Chapter 2: Highest common factor and lowest common multiple

Chapter 3: Binary numbers

In Chapter 1 you learnt that we use the base ten number system for everyday counting. When we count using the base ten number system, we put objects in groups of ten. We use the numbers 0; 1; 2; 3; 4; 5; 6; 7; 8; 9 as digits to make any other number, no matter how big or how small it is.

The base ten number system is also called the decimal number system. The prefix "deci-" comes from a Latin word that means "one tenth".

3.1 The base two number system

In this chapter you will learn about the base two number system. The base two number system is used in computers and other devices that also use computing functions. It is therefore a very important number system.

When we count using the base two number system, we put objects in groups of two. We use only two digits, namely 0 and 1, to make up any number.

The base two number system is also called the binary number system. The prefix "bi-" comes from a Latin word that means "two" or "twice".

base ten number system The base ten number system is a number system that counts in groups of 10, and uses the digits 0; 1; 2; 3; 4; 5; 6; 7; 8; 9 to represent any number. It is also called the decimal number system.

base two number system The base two number system is a number system that counts in groups of 2, and uses only the digits 0 and 1 to represent any number. It is also called the binary number system.

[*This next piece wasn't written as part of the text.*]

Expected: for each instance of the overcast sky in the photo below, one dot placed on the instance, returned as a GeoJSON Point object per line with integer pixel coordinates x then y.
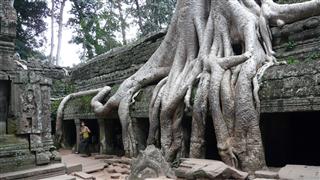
{"type": "Point", "coordinates": [70, 52]}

Counting in the base two number system

In the base two number system, we go to a new group each time we reach a number that is a power of 2. We therefore count as follows:

$\begin{array}{l l} \circledast & 1 \text{ unit} \\ \color{green}{\circledast \, \circledast} & 1 \text{ group of two and } 0 \text{ units} \\ \color{green}{\circledast \, \circledast} \, \color{black}{\circledast} & 1 \text{ group of two and } 1 \text{ unit} \\ \end{array}$

If we add another object, we have 2 groups of two, which is 4. We continue counting as follows:

$\begin{array}{l l} \color{blue}{\circledast \, \circledast \, \circledast \, \circledast} & 1 \text{ group of four}, \space 0 \text{ groups of two and } 0 \text{ units} \\ \color{blue}{\circledast \, \circledast \, \circledast \, \circledast}\, \color{black}{\circledast} & 1 \text{ group of four}, \space 0 \text{ groups of two and } 1 \text{ unit} \\ \color{blue}{\circledast \, \circledast \, \circledast \, \circledast} \, \color{green}{\circledast \, \circledast} & 1 \text{ group of four}, \space 1 \text{ group of two and } 0 \text{ units} \\ \color{blue}{\circledast \, \circledast \, \circledast \, \circledast} \, \color{green}{\circledast \, \circledast} \, \color{black}{\circledast} & 1 \text{ group of four}, \space 1 \text{ group of two and } 1 \text{ unit} \\ \end{array}$

If we add another object, we have 3 groups of two, which is 8. We continue counting as follows:

$\begin{array}{l l} \color{orange}{\circledast \, \circledast \, \circledast \, \circledast \, \circledast \, \circledast \, \circledast \, \circledast} & 1 \text{ group of eight}, \space 0 \text{ groups of four}, \space 0 \text{ groups of two and } 0 \text{ units} \\ \color{orange}{\circledast \, \circledast \, \circledast \, \circledast \, \circledast \, \circledast \, \circledast \, \circledast} \, \color{black}{\circledast} & 1 \text{ group of eight}, \space 0 \text{ groups of four}, \space 0 \text{ groups of two and } 1 \text{ unit} \\ \color{orange}{\circledast \, \circledast \, \circledast \, \circledast \, \circledast \, \circledast \, \circledast \, \circledast} \, \color{green}{\circledast \, \circledast} & 1 \text{ group of eight}, \space 0 \text{ groups of four}, \space 1 \text{ group of two and } 0 \text{ units} \\ \color{orange}{\circledast \, \circledast \, \circledast \, \circledast \, \circledast \, \circledast \, \circledast \, \circledast} \, \color{green}{\circledast \, \circledast} \, \color{black}{\circledast} & 1 \text{ group of eight}, \space 0 \text{ groups of four}, \space 1 \text{ group of two and } 1 \text{ unit} \\ \color{orange}{\circledast \, \circledast \, \circledast \, \circledast \, \circledast \, \circledast \, \circledast \, \circledast} \, \color{blue}{\circledast \, \circledast \, \circledast \, \circledast} \, & 1 \text{ group of eight}, \space 1 \text{ group of four}, \space 0 \text{ groups of two and } 0 \text{ units} \\ \end{array}$

We can carry on like this. When we have 4 groups of two, we count in 16s.

3.2 Powers of 2

In the base ten number system we work with powers of 10. In the base two number system, we work with powers of 2.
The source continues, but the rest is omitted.